Permanecerán ocultas a la vista de los viandantes y su ubicación se guarda con el máximo secretismo. La finalidad de las nuevas cámaras de vigilancia es “disuadir a los vándalos” porque, como señala Francín, “su objetivo siempre es el mobiliario urbano, y repararlo o sustituirlo suele resultar bastante costoso para todos los ciudadanos”.
“Caspe no registra más actos vandálicos que otras ciudades de sus mismas caracterísiticas, pero que se cometan contra los elementos comunes hacen que éstos salten más a la vista”, explica el concejal de Tráfico en el Ayuntamiento de Caspe, Armando Relancio.
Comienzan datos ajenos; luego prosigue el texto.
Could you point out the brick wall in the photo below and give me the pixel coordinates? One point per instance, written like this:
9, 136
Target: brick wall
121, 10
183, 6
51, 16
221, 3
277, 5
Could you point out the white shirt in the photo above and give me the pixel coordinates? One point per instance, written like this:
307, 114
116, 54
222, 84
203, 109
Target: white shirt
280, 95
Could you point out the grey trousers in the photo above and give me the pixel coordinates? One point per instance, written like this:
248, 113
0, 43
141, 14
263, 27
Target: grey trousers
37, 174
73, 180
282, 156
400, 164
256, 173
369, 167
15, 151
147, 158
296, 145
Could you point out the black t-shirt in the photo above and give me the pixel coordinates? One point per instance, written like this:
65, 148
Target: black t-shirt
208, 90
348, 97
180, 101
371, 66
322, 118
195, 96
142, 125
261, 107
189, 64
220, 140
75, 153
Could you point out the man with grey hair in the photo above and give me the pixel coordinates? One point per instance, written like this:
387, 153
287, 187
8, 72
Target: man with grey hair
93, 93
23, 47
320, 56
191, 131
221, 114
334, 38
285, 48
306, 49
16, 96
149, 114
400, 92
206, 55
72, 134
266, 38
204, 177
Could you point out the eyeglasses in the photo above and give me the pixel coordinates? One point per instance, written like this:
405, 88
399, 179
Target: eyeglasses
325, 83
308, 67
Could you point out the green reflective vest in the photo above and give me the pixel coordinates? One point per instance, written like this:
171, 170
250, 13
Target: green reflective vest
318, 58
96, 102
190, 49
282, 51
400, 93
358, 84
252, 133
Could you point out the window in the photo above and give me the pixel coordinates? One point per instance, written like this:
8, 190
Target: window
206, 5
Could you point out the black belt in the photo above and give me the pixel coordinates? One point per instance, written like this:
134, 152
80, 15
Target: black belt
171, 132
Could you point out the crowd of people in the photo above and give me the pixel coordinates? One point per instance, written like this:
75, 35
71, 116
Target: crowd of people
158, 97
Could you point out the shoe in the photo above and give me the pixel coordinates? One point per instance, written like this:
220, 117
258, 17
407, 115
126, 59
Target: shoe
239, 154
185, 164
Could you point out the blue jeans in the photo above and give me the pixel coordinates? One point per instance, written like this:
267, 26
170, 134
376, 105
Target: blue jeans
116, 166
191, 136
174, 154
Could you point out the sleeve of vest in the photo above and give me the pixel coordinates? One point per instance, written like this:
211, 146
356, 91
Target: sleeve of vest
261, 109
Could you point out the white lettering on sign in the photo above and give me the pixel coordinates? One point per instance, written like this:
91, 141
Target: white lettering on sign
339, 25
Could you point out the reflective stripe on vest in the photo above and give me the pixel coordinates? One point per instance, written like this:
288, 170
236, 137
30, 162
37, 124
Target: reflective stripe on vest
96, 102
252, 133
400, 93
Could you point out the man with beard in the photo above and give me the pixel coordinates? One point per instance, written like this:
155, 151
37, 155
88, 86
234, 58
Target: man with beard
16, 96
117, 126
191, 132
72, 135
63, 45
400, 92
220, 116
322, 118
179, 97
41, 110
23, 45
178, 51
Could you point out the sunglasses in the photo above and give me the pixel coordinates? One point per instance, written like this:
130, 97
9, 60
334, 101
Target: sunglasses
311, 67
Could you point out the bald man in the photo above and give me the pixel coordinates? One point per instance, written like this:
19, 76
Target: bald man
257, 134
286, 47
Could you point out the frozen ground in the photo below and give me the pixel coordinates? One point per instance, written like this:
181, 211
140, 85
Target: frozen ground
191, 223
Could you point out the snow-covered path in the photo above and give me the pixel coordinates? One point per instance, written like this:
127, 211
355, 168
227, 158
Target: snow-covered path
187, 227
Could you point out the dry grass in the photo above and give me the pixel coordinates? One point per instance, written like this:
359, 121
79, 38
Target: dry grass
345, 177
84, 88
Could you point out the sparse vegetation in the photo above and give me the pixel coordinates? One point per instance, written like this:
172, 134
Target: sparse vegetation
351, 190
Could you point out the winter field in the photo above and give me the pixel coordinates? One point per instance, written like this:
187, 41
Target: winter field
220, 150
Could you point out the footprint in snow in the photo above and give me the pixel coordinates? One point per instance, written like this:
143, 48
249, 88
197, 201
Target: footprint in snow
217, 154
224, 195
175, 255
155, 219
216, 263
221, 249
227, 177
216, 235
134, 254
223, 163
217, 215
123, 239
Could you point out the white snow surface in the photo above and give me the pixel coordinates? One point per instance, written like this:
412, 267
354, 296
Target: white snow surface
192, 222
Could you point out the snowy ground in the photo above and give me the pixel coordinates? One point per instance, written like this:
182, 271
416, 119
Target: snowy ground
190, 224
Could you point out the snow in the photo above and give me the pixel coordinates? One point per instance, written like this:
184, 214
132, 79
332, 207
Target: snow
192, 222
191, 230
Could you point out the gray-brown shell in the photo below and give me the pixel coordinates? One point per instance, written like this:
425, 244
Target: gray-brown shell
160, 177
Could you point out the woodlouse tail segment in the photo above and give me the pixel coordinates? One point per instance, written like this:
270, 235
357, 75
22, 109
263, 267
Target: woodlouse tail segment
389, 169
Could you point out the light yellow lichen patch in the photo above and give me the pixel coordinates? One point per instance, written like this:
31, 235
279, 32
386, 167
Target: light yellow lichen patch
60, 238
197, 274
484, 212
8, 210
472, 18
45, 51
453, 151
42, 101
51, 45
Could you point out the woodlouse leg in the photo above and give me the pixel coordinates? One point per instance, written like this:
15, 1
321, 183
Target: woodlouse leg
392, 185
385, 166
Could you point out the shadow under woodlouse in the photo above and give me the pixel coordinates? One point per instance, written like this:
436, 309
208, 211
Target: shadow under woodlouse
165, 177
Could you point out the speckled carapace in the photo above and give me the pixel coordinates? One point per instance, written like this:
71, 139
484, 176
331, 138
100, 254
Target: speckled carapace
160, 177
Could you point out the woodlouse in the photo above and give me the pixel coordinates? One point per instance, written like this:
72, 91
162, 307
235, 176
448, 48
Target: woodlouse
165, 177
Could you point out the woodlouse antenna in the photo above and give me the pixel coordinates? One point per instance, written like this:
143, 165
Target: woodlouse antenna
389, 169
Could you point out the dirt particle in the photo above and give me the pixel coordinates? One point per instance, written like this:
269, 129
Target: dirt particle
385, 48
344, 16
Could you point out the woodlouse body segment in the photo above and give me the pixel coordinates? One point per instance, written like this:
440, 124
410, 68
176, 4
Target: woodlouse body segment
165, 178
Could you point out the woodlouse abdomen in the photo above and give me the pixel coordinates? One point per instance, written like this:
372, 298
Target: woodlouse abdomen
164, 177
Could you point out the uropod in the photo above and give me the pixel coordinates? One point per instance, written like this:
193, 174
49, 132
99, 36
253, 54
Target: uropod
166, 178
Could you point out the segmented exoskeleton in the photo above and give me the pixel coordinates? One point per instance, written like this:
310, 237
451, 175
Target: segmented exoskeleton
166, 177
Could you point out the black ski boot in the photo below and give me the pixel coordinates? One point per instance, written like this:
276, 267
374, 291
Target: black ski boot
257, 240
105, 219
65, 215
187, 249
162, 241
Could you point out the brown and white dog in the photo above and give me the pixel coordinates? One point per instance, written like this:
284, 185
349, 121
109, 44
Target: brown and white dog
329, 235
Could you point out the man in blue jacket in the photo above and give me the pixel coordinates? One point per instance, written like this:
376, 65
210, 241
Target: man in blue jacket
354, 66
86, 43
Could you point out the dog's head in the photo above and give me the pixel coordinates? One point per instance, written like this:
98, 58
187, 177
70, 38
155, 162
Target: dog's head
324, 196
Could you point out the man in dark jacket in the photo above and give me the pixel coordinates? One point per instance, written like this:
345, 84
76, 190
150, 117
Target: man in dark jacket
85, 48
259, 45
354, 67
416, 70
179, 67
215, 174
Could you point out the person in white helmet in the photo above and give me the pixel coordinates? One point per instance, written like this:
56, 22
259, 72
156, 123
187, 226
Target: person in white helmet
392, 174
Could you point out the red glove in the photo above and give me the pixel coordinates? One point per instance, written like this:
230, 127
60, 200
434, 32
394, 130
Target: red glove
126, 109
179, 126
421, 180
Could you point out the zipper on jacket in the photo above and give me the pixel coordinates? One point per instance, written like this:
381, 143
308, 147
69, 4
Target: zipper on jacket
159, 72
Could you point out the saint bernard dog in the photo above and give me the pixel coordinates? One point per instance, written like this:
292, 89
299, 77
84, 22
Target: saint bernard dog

La inversión inicial para la implantación del servicio asciende hasta los 107.148 euros e irá con cargo a las ayudas que la ciudad reciba a través del Fondo Estatal de Inversión Local. Sin embargo, la verdadera importancia de esta actuación reside en que derivará en “un avance en las comunicaciones del municipio”, como señala Relancio. La razón, que gracias a las conexiones inalámbricas de que requieren las cámaras, todos los edificios municipales estarán conectados a través de la misma red.
Recuperación del centro
La instalación de las cámaras enlaza, en cierto modo, con la filosofía de la declaración del núcleo primitivo de Caspe como Área de Rehabilitación Integral (ARI): preservar el patrimomio y poner en valor las zonas más degradadas de la ciudad.
Gracias al convenio fimado entre el Consistorio, el Gobierno de Aragón y el Ministerio de Vivienda el pasado 18 de enero, 110 viviendas del casco histórico de la capital del Bajo Aragón Zaragozano podrán recuperar sus condiciones de habitabilidad.
Francín considera que para que esta actuación llegue a buen puerto, “la implicación y colaboración de los particulares es básica”. Para ello, en un corto espacio de tiempo se abrirá en el antiguo edificio de Correos una oficina técnica donde todas las personas que quieran verse beneficiadas de las actuaciones que contempla el ARI para la remodelación de sus pisos y casas puedan acudir a ella a resolver sus dudas o tramitar el papeleo necesario. Y es que, las instituciones subvencionarán hasta un máximo de 18.000 euros a aquellos propietarios que deseen acogerse al Plan.
En caso de que sus viviendas requiriesen ser desalojadas, éstos tampoco tendrían que preocuparse por su realojo temporal, porque en el presupuesto con el que cuenta el ARI (seis millones de euros) se incluye el pago de los gastos derivados de esta reubicación.